Larger bench to review SC order on lab guidelines

Five-judge bench to evaluate Justice Syed Mansoor Ali Shah’s 2018 order on 16th


Hasnaat Malik September 10, 2020
Supreme Court. PHOTO: EXPRESS/FILE

ISLAMABAD:

Chief Justice of Pakistan (CJP) Gulzar Ahmed has constituted a larger bench to review the Supreme Court’s guidelines to the lower courts to ascertain reliability of the reports of the government forensic science laboratories in narcotics cases.

A five-judge larger bench, presided by Justice Maqbool Baqar, will take up the matter on September 16.

According to the cause list, the bench also includes Justice Manzoor Ahmad Malik, Justice Sardar Tariq Masood, Justice Mazhar Alam Khan Miankhel and Justice Qazi Muhammad Amin Ahmed.

Interestingly, Justice Syed Mansoor Ali Shah, who authored the verdict containing the guidelines, is not part of the larger bench.  According to sources, the Anti-Narcotics Force (ANF) also wants the judgment revisited as it finds the SC guidelines too stringent to prove guilt of any accused in a narcotics case.

In 2018, Justice Syed Mansoor Ali Shah had authored the judgment in which the federal and provincial governments were directed to ensure that analysts in government’s narcotics testing labs are qualified; their tests and protocols are uniform across the country and they follow international guidelines.

In his ruling, Justice Shah had held that no test in a narcotics case should take place without following the protocols. The judgment said report of a government analyst must show that the tests applied are in accordance with a standard protocol. 

“Any test conducted without a protocol loses reliability and evidentiary value. Therefore, to serve the purposes of the Act and the Rules, the report of the government analyst must contain (i) the tests applied (ii) the protocols applied to carry out these tests (iii) the result of the test(s)," the judgment said.

The court said once the three requirements under Rule 6 of the Control of Narcotic Substances (Government Analysts) Rules, 2001 are met in a report, any ambiguity therein may be resolved by the trial court by exercising its power under Proviso to Section 510, Code of Criminal Procedure (CrPC).

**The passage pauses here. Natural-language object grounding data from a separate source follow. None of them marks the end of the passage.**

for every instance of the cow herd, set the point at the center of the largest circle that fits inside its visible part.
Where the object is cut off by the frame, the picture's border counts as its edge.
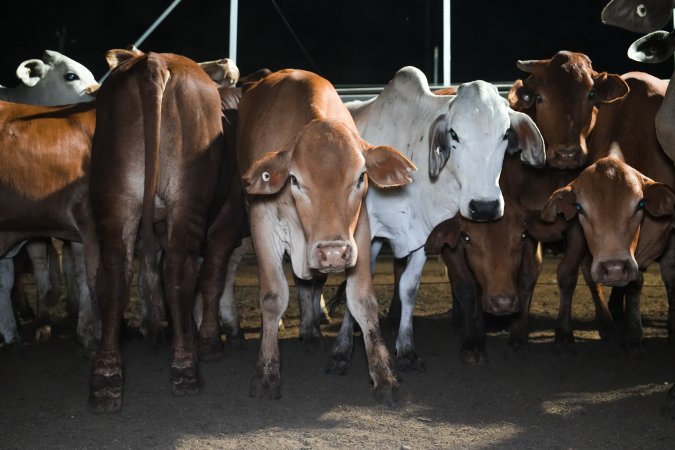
(176, 166)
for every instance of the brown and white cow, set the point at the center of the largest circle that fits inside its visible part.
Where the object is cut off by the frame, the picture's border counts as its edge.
(156, 154)
(492, 268)
(44, 191)
(581, 114)
(306, 172)
(623, 220)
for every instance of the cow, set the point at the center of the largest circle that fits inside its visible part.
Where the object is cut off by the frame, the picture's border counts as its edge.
(44, 189)
(492, 268)
(306, 171)
(581, 114)
(53, 80)
(155, 158)
(459, 143)
(639, 16)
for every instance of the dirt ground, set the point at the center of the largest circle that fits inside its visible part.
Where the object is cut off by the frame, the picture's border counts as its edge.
(593, 398)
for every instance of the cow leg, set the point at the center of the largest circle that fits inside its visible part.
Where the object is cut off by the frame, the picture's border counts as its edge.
(632, 340)
(603, 317)
(8, 327)
(667, 263)
(341, 354)
(228, 307)
(528, 274)
(113, 280)
(362, 304)
(406, 355)
(309, 299)
(568, 272)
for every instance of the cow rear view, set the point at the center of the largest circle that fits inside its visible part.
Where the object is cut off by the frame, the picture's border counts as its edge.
(154, 167)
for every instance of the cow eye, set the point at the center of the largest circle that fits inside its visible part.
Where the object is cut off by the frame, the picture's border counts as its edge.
(362, 178)
(453, 135)
(641, 10)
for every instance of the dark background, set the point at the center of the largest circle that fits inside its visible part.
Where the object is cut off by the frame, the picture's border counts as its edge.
(348, 41)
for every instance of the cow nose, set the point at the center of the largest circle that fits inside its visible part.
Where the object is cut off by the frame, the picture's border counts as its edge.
(333, 257)
(484, 210)
(503, 304)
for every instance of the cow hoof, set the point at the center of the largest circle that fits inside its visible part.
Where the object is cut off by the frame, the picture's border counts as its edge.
(312, 344)
(105, 391)
(338, 364)
(473, 357)
(210, 349)
(410, 361)
(386, 394)
(266, 386)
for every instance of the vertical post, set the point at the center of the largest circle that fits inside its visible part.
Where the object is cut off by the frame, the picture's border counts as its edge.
(234, 13)
(446, 42)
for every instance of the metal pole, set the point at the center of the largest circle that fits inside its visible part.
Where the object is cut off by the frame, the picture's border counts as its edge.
(159, 20)
(446, 42)
(234, 14)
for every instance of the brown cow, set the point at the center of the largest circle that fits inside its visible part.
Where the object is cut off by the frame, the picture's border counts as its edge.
(580, 113)
(624, 221)
(156, 154)
(43, 191)
(306, 199)
(493, 268)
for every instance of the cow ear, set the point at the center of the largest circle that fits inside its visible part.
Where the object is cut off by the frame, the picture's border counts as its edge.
(268, 174)
(117, 56)
(521, 98)
(609, 87)
(440, 145)
(445, 233)
(562, 201)
(387, 167)
(542, 230)
(659, 199)
(524, 136)
(31, 71)
(653, 48)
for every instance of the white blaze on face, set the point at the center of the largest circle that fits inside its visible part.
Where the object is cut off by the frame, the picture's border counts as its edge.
(477, 125)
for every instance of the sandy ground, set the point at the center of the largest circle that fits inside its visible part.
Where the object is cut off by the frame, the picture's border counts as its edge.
(593, 398)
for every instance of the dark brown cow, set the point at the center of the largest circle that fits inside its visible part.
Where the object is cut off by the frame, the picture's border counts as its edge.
(581, 113)
(155, 160)
(43, 191)
(493, 268)
(306, 172)
(623, 220)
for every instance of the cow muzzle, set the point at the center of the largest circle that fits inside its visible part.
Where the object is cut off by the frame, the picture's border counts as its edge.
(332, 256)
(501, 304)
(615, 272)
(485, 210)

“The three elements form the fundamental and core elements of a valid report prepared by a government analyst. Non-compliance of rule and absence of requirements frustrated the purpose and object of the Control of Narcotics Substances Act 1997 and the accused may question the report.”

However, SC judge Justice Qazi Muhammad Amin Ahmed while authoring a judgment on January 6, 2020 urged the CJP to constitute a larger bench to reconsider Justice Shah’s ruling.

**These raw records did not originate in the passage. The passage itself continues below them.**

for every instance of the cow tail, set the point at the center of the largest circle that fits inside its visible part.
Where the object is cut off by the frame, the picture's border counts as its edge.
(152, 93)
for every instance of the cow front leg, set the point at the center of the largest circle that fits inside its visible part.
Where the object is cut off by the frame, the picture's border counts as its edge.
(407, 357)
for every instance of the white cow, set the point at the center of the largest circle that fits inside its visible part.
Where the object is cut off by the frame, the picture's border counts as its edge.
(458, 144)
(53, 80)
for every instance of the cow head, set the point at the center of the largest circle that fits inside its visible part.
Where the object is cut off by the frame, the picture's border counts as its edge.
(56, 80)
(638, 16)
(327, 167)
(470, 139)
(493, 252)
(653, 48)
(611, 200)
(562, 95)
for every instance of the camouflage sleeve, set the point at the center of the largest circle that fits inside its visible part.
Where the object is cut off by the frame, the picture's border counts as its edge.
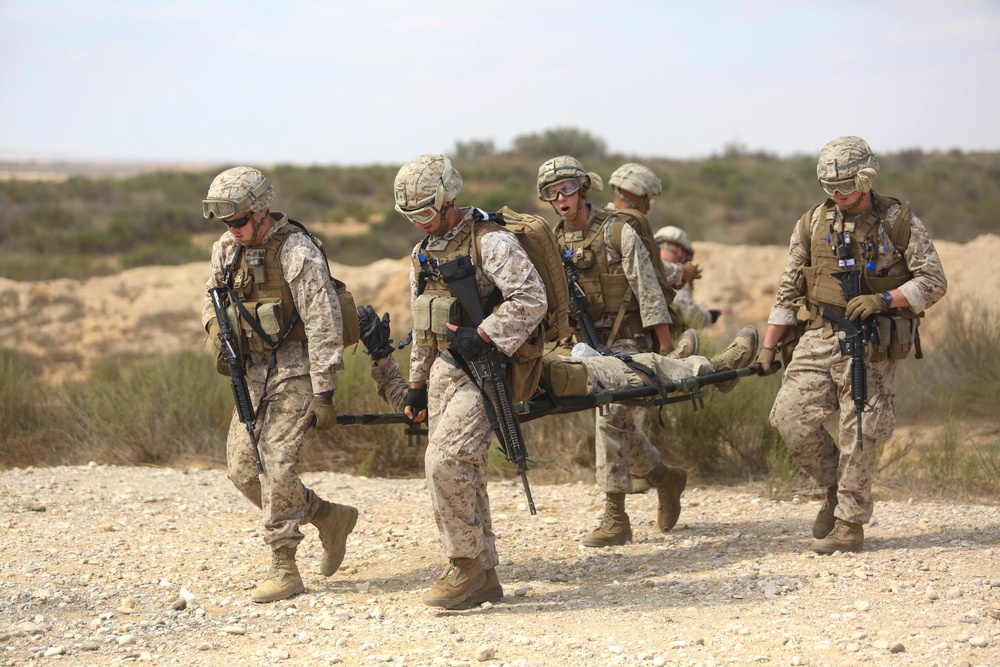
(641, 275)
(507, 266)
(675, 273)
(421, 357)
(308, 276)
(929, 283)
(783, 311)
(222, 253)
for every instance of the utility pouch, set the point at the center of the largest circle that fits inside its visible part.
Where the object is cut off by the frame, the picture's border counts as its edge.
(524, 374)
(422, 334)
(444, 310)
(896, 338)
(269, 318)
(583, 258)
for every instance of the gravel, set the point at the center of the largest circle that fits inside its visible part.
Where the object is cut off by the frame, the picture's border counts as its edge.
(104, 565)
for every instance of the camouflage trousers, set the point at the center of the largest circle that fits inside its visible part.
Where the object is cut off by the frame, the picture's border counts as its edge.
(816, 384)
(621, 445)
(282, 434)
(458, 447)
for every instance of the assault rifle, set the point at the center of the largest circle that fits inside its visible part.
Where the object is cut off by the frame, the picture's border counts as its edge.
(688, 389)
(856, 337)
(489, 370)
(241, 393)
(579, 306)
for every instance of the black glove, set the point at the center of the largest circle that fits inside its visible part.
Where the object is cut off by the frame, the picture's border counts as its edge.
(374, 333)
(467, 342)
(416, 399)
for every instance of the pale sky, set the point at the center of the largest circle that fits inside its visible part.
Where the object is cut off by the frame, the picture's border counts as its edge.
(264, 82)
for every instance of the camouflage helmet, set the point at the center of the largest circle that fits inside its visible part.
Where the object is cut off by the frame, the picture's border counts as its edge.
(563, 167)
(636, 179)
(671, 234)
(237, 190)
(846, 158)
(426, 180)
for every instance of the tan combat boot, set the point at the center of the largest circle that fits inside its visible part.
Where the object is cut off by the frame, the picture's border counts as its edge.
(687, 346)
(462, 578)
(825, 519)
(334, 522)
(283, 581)
(615, 528)
(490, 591)
(740, 354)
(845, 536)
(669, 482)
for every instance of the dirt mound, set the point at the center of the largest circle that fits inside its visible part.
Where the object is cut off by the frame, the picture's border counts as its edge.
(69, 324)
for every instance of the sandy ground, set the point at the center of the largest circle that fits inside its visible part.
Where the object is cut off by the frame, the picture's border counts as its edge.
(106, 565)
(153, 310)
(94, 559)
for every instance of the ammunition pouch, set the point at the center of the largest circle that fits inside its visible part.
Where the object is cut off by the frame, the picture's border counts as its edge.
(431, 312)
(566, 377)
(524, 373)
(897, 335)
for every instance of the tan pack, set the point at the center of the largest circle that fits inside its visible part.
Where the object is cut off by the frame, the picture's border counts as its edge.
(536, 237)
(348, 309)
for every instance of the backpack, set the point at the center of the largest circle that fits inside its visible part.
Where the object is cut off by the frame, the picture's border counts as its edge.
(348, 309)
(535, 236)
(637, 221)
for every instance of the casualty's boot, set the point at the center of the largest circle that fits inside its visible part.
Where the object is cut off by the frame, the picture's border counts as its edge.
(687, 346)
(669, 482)
(640, 484)
(615, 528)
(334, 522)
(490, 591)
(462, 578)
(825, 519)
(283, 581)
(740, 354)
(845, 536)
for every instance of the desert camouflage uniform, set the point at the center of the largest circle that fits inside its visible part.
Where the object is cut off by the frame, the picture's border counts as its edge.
(603, 374)
(694, 315)
(817, 381)
(459, 435)
(303, 368)
(621, 446)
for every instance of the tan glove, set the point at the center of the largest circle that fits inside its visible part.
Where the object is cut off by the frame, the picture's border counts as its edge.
(213, 335)
(864, 306)
(321, 413)
(765, 358)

Justice Ahmed noted that the law laid down is a fine piece of judicial literature indeed nonetheless within the framework of administration of criminal justice and application of forensic evidence.

The judge noted that a rapidly developing phenomenon leaves certain vital areas unattended.

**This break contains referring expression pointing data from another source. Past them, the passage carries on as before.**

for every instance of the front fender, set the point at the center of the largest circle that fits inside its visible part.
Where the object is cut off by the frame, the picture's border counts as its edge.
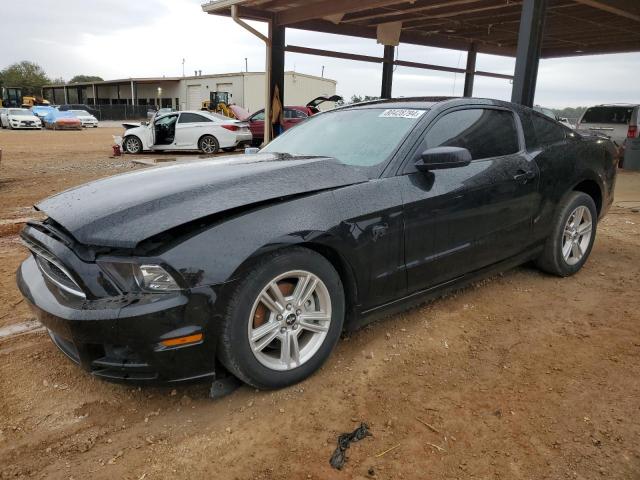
(218, 252)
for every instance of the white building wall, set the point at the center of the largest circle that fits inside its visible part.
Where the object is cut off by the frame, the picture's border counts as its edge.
(300, 89)
(246, 89)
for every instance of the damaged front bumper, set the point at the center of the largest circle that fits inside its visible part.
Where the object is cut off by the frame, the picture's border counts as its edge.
(122, 337)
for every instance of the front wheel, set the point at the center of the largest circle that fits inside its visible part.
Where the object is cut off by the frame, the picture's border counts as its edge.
(571, 240)
(132, 144)
(208, 144)
(283, 319)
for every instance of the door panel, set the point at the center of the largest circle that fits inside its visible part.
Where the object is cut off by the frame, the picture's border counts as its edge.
(458, 220)
(372, 239)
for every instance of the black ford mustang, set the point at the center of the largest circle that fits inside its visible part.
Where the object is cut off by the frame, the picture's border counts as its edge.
(258, 262)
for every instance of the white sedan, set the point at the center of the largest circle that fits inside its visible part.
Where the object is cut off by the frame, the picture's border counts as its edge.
(86, 119)
(189, 130)
(15, 118)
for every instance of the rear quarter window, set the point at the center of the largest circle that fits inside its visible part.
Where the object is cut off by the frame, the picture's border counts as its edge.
(547, 131)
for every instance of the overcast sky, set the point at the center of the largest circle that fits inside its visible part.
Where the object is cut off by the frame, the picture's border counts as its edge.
(125, 38)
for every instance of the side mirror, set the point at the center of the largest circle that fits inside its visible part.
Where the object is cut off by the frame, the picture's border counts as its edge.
(439, 158)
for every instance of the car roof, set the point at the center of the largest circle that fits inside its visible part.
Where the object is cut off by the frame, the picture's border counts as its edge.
(428, 103)
(615, 105)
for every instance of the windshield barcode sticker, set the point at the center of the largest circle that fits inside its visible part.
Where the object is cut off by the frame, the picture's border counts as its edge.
(401, 113)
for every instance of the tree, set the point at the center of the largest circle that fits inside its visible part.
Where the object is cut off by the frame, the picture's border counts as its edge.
(26, 75)
(86, 78)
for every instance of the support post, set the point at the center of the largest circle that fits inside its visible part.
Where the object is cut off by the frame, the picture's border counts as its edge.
(387, 71)
(277, 66)
(528, 51)
(470, 73)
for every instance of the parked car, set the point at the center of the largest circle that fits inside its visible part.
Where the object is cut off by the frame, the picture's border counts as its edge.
(292, 116)
(617, 121)
(189, 130)
(80, 106)
(41, 111)
(66, 120)
(152, 112)
(19, 118)
(258, 262)
(86, 119)
(551, 114)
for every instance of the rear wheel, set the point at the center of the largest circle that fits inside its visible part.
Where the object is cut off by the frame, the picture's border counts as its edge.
(208, 144)
(569, 245)
(283, 319)
(132, 144)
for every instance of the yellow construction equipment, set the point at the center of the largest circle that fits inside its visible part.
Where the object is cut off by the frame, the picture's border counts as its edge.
(31, 101)
(10, 97)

“Tests conducted by serologists, chemical examiners, firearms experts, microbiologists, IT experts etc are the techniques extensively being used in prosecution of offences in most cases [and] fate of the prosecution case is inexorably linked with forensic results,” he added.

He said the traditional modes to prove a crime have already withered away and it is the science that in most of the world flawlessly prosecutes the criminals. 

“We are following the suit though with an abysmal pace. Application of artificial intelligence to bring the culprits inescapably to the book is mind boggling,” he noted.

The judge noted that what information supplied by analysts realistically qualifies to be received as protocol, needs a permanent settlement as well to plug artificial escape routes. “We find it expedient to request the CJP to constitute a larger bench to consider these aspects of the matter,” he stated.